In my case, to answer possible questions about her motive for bringing such a serious allegation without factual basis, I told the jury the story of Victoria Price, the despicable white Huntsville woman who wrongfully accused six of the nine black "Scottsboro Boys" of gang raping her on a freight train bound from Chattanooga to Memphis. She told her story under oath 16 times at 16 different trials of those poor teenage men. Only two of them eventually had their convictions overturned because their trials had been unfair. The rest spent decades, or died, behind bars for nothing. She never recanted or apologized. She took her reason for the false accusations to her grave decades later.


But it is true that rape is something that gets all red-blooded people up in arms. Even suggested rape (or even flirting) was the cause of many lynchings in the South (southern US) in the post-civil war days. While it is an awful crime and should be punished severely, I also believe that there are a number of cases where unscrupulous females have use it to gain revenge against males.

Absolutely. See above and read or watch To Kill a Mockingbird or Anatomy of a Murder. Lynch mobs routinely formed over such things. Hell, read John Grisham's A Time to Kill for the popular reaction and sentiment about the justified killing of a rapist by a girl's father. I'm not saying such feelings and reactions aren't normal or without any basis.
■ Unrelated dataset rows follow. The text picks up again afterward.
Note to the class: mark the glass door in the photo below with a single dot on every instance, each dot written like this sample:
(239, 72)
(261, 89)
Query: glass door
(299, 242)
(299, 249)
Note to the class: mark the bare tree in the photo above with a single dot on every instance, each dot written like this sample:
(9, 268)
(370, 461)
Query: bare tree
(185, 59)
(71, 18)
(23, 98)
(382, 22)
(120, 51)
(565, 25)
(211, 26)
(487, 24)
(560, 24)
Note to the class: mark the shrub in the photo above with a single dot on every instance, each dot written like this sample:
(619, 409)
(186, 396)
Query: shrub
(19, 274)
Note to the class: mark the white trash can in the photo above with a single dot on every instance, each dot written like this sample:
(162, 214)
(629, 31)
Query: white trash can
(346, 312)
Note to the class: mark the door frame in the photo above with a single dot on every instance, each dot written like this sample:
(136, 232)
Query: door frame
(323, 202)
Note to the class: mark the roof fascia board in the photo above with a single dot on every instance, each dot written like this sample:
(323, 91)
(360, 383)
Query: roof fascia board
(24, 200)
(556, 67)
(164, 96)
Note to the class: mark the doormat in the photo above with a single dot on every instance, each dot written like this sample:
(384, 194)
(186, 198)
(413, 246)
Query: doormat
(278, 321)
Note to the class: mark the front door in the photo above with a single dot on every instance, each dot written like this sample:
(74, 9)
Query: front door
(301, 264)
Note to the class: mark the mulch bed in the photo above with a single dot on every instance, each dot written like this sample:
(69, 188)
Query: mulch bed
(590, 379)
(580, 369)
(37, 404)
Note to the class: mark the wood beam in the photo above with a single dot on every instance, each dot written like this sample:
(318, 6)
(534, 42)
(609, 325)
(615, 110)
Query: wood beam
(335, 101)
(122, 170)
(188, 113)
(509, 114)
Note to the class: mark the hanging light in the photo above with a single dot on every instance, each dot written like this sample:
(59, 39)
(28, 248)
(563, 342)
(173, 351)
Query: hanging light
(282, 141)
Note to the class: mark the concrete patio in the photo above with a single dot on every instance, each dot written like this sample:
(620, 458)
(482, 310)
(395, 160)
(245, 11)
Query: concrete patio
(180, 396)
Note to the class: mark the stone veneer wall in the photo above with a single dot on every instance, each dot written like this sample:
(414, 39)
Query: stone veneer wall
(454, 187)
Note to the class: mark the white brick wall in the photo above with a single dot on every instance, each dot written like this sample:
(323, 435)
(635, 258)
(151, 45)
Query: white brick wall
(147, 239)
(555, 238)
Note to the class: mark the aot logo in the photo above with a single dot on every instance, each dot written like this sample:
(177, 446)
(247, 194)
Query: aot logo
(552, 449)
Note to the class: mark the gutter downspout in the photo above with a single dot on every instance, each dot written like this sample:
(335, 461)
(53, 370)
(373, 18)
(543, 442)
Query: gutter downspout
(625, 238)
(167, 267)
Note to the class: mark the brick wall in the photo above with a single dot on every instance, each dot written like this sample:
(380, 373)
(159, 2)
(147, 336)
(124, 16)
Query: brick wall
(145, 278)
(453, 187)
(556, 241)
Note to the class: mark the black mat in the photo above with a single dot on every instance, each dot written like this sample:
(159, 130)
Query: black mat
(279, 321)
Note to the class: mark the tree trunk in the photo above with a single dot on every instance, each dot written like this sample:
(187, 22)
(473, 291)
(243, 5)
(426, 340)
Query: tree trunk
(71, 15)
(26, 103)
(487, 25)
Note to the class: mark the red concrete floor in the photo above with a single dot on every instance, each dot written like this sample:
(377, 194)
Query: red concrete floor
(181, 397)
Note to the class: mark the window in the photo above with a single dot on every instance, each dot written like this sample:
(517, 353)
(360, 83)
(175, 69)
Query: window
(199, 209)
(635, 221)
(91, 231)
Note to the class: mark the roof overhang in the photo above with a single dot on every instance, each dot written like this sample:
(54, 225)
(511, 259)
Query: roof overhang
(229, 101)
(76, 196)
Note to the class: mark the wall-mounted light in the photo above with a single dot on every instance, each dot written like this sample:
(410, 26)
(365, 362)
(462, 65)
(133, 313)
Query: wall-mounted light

Nevertheless, society is wrong to let those outraged by allegations of rape made by their loves ones to take matters into their own hands and exact vigilante justice. Such "justice" represents a complete breakdown of order and is an example of anarchy and lawlessness. It shouldn't be applauded in this or any other thread.


But in no way do I think rape (or mugging) should be punished as severely as murder. While both may have horrible consequences, the victim is still alive, a condition that most of them prefer to death.

Neither does the judicial or legal establishment.

AS
 
Tony said:


Hey Tricky, just curious, where were you mugged?
In Alabama, in the early 70's. I was fifteen and working a night job. I had missed the bus after work and was walking home through a "bad" part of town. I was tackled then surrounded by three black men. They looked like they were about to beat me up, and I said "peace, brother". That seemed to take them aback. They paused and said "you got any money?". I gave them everything I had (seven dollars). They took it and left. It was extremely traumatic for a teenage liberal (Yep. Even back then), and it made me rethink a lot of things. In the end I realized that they only wanted my money, but they would have probably done whatever it took to get it. My "peacemaking" and willingness to part with my money probably saved me from being beaten... or worse.

So I was one of the ones who was not severely traumatized by the mugging, but I can still see them in my mind, circling me, looking very dangerous and hateful. I wonder often what would have happened if I had done anything else.